The WSJ has details of how the Citi bailout was structured:
If the U.S. were to take another equity stake, Treasury Secretary Henry Paulson wanted it to be small, since otherwise the government would end up owning Citigroup. The officials worried that appearing to nationalize the company would further roil markets. They agreed that $20 billion was the limit for what they would invest.
The policymakers also discussed whether Mr. Pandit should remain CEO, say people familiar with the talks, and agreed that removing him would send a bad signal to the markets and potentially destabilize the company.
Somehow, they are sure this will be sufficient to cure what ails Citi:
Some officials involved in the rescue are hopeful that they finally got it right by creating a template for future efforts, if needed. They say the decision to guarantee $306 billion in troubled assets — a first among all the implemented rescues — will help ward off the short sellers who led the way in driving down Citigroup’s stock last week. They say their main goal right now is shoring up confidence in institutions, and that the weekend effort seemed, at least Monday, to have succeeded at that.

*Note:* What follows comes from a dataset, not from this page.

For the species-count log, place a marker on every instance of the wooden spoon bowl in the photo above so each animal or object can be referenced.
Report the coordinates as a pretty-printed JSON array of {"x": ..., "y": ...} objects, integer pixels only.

Color me unconvinced. If there’s one thing we’ve learned during this crisis, it’s that just-enough is never enough.
Now is not the time to worry about optics: how it would look to nationalize Citi, or to squeeze out Pandit. Paulson would have done well to call up Gordon Brown for advice: if you’re putting in the kind of money which gives the government a majority stake, then so be it. And the owner naturally has the right to choose the CEO.
What’s more, I can’t think of anybody whose confidence in Citi has been shored up by the weekend’s cash injections, especially since the mechanism — weird second-loss asset guarantees on a small part of Citi’s balance sheet — is so opaque. If it was short sellers who "led the way in driving down Citigroup’s stock last week", I don’t for a minute believe that they will have decided that Citi is now untouchably secure. No bank with as little tangible common equity as Citigroup counts as secure — and its official communications are also helping to reinforce the sense of panic.
I asked Citi about the email I received yesterday morning, but ended up even more confused than before. It says quite explicitly that interest-bearing checking accounts containing more than the $250,000 FDIC maximum will be guaranteed by the Temporary
Liquidity Guarantee Program — but that doesn’t seem to be true, since Citi’s interest-bearing checking accounts with that much money in them yield more than 0.50%. Unless Citi starts slashing its deposit interest rates sharpish, I’m not sure how they can justify the email’s claims.
Update: And that’s exactly what Citi is doing! Per an email I just received from them:
In order to continue the unlimited account coverage during the FDIC’s
Temporary Liquidity Guarantee Program, Citibank has made the decision to
reduce all interest rates on interest checking accounts to no more than
.50% and will commit to maintain all of the interest checking accounts
at a rate no higher than .50% through December 31, 2009. Citibank chose
to participate in this program on behalf of its customers to provide the
benefit of additional FDIC insurance coverage.